We're using ElasticSearch to store and inspect logs from our infrastructure. Some of those logs are required by law, and we can't afford to lose any.
We've been parsing logs for quite some time without any mapping. That makes them mostly unusable for searching and/or graphing. For example, some integer fields have been automatically recognized as text, and thus we can't aggregate them in histograms.
We want to introduce templates and mapping, which would solve the issue for new indices.
However, we've noticed that having a mapping also opens the door for parsing failures. If a field is defined as an integer but suddenly gets a non-integer value, then the parsing will fail, and the document will be rejected.
Is there any place those documents go and/or any way to save them for inspection later?
Python script here below works with a local ES instance.
#!/usr/bin/env python3
import requests
import JSON
from typing import Any, Dict
ES_HOST = "http://localhost:9200"
def es_request(method: str, path: str, data: Dict[str, Any]) -> None:
response = requests.request(method, f"{ES_HOST}{path}", json=data)

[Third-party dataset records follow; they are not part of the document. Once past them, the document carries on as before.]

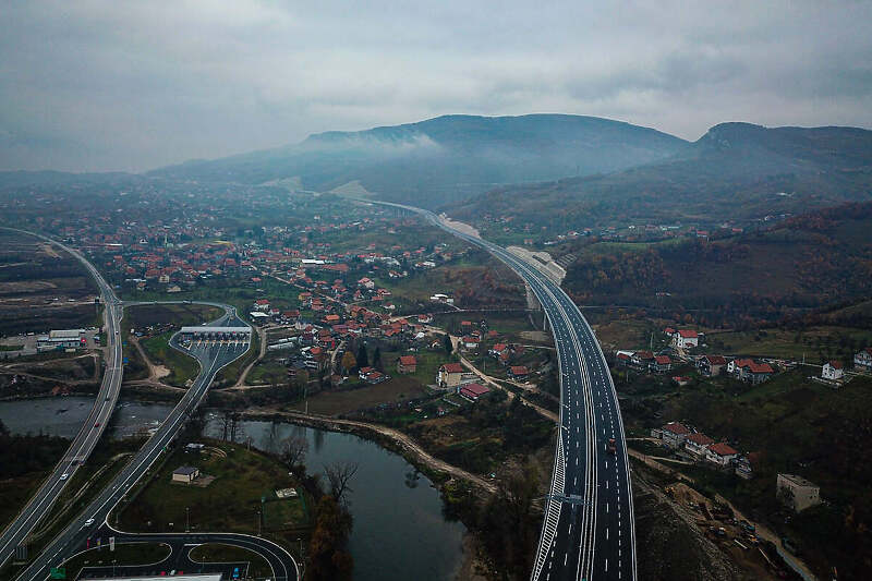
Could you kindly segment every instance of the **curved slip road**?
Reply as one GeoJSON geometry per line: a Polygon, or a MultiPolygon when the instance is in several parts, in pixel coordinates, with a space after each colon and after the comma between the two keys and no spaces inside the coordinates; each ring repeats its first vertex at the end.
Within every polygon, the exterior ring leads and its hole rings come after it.
{"type": "Polygon", "coordinates": [[[548,276],[434,213],[389,202],[483,247],[530,286],[548,317],[560,373],[560,431],[533,581],[637,579],[630,469],[618,397],[605,356],[578,306],[548,276]],[[615,440],[614,451],[609,440],[615,440]]]}

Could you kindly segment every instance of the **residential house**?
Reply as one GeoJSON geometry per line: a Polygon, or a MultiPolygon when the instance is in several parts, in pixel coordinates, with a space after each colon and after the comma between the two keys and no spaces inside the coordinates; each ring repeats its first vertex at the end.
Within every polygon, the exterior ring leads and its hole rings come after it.
{"type": "Polygon", "coordinates": [[[509,366],[509,378],[516,382],[526,382],[530,371],[525,365],[511,365],[509,366]]]}
{"type": "Polygon", "coordinates": [[[463,380],[463,366],[460,363],[444,363],[436,375],[440,387],[457,387],[463,380]]]}
{"type": "Polygon", "coordinates": [[[366,375],[364,382],[366,382],[367,384],[380,384],[382,382],[387,382],[388,379],[390,379],[390,375],[386,375],[377,371],[372,371],[366,375]]]}
{"type": "Polygon", "coordinates": [[[649,365],[649,370],[654,373],[666,373],[673,368],[673,360],[669,355],[654,355],[654,361],[649,365]]]}
{"type": "Polygon", "coordinates": [[[705,451],[706,460],[722,467],[729,465],[737,456],[739,456],[739,451],[724,441],[712,444],[705,451]]]}
{"type": "Polygon", "coordinates": [[[797,512],[821,504],[821,487],[796,474],[778,474],[775,489],[777,498],[797,512]]]}
{"type": "Polygon", "coordinates": [[[464,336],[461,340],[464,349],[473,350],[479,349],[479,338],[470,335],[464,336]]]}
{"type": "Polygon", "coordinates": [[[840,382],[844,379],[845,370],[843,368],[841,362],[829,361],[824,363],[823,370],[821,370],[821,377],[831,382],[840,382]]]}
{"type": "Polygon", "coordinates": [[[417,371],[417,360],[414,355],[400,355],[397,358],[397,373],[403,375],[417,371]]]}
{"type": "Polygon", "coordinates": [[[703,355],[697,360],[697,368],[706,377],[720,375],[726,366],[727,360],[720,355],[703,355]]]}
{"type": "Polygon", "coordinates": [[[736,459],[736,475],[742,480],[751,480],[754,475],[754,470],[752,467],[752,457],[754,452],[749,453],[747,456],[740,456],[736,459]]]}
{"type": "Polygon", "coordinates": [[[872,347],[867,347],[853,355],[853,367],[857,371],[872,372],[872,347]]]}
{"type": "Polygon", "coordinates": [[[172,471],[172,482],[191,484],[197,476],[199,476],[199,469],[194,467],[179,467],[172,471]]]}
{"type": "Polygon", "coordinates": [[[705,458],[706,452],[708,451],[708,446],[714,444],[715,440],[706,436],[702,433],[695,433],[688,435],[685,438],[685,450],[689,453],[692,453],[697,458],[705,458]]]}
{"type": "Polygon", "coordinates": [[[491,389],[482,384],[467,384],[458,390],[458,394],[460,397],[470,401],[479,401],[479,398],[488,391],[491,391],[491,389]]]}
{"type": "Polygon", "coordinates": [[[673,347],[679,349],[689,349],[691,347],[699,347],[700,336],[693,329],[678,329],[673,334],[673,347]]]}
{"type": "Polygon", "coordinates": [[[775,371],[768,363],[756,363],[751,359],[737,359],[729,362],[727,372],[742,382],[750,382],[753,385],[760,384],[775,375],[775,371]]]}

if response.status_code != 200:
print(response.content)
es_request('put', '/_template/my_template', {
"index_patterns": ["my_index"],
"mappings": {
"properties": {
"some_integer": { "type": "integer" }
}
}
})
# This is fine
es_request('put', '/my_index/_doc/1', {
'some_integer': 42
})
# This will be rejected by ES, as it doesn't match the mapping.
# But how can I save it?
es_request('put', '/my_index/_doc/2', {
'some_integer': 'hello world'
})
Running the script gives the following error:
{
"error": {
"root_cause": [
{
"type": "mapper_parsing_exception",
"reason":"failed to parse field [some_integer] of type [integer] in document with id '2'. Preview of field's value: 'hello world'"
}
],
"type": "mapper_parsing_exception",
"reason":"failed to parse field [some_integer] of type [integer] in document with id '2'. Preview of field's value: 'hello world'",
"caused_by": {
"type": "number_format_exception",
"reason": "For input string: \"hello world\""
}
},
"status": 400
}
And then the document is lost, or so it seems. Can I set an option somewhere that would save the document automagically somewhere else, a sort of dead letter queue?
tl;dr: We need mappings, but can't afford to lose log lines due to parsing errors. Can we automatically save the documents that don't fit the mapping somewhere else?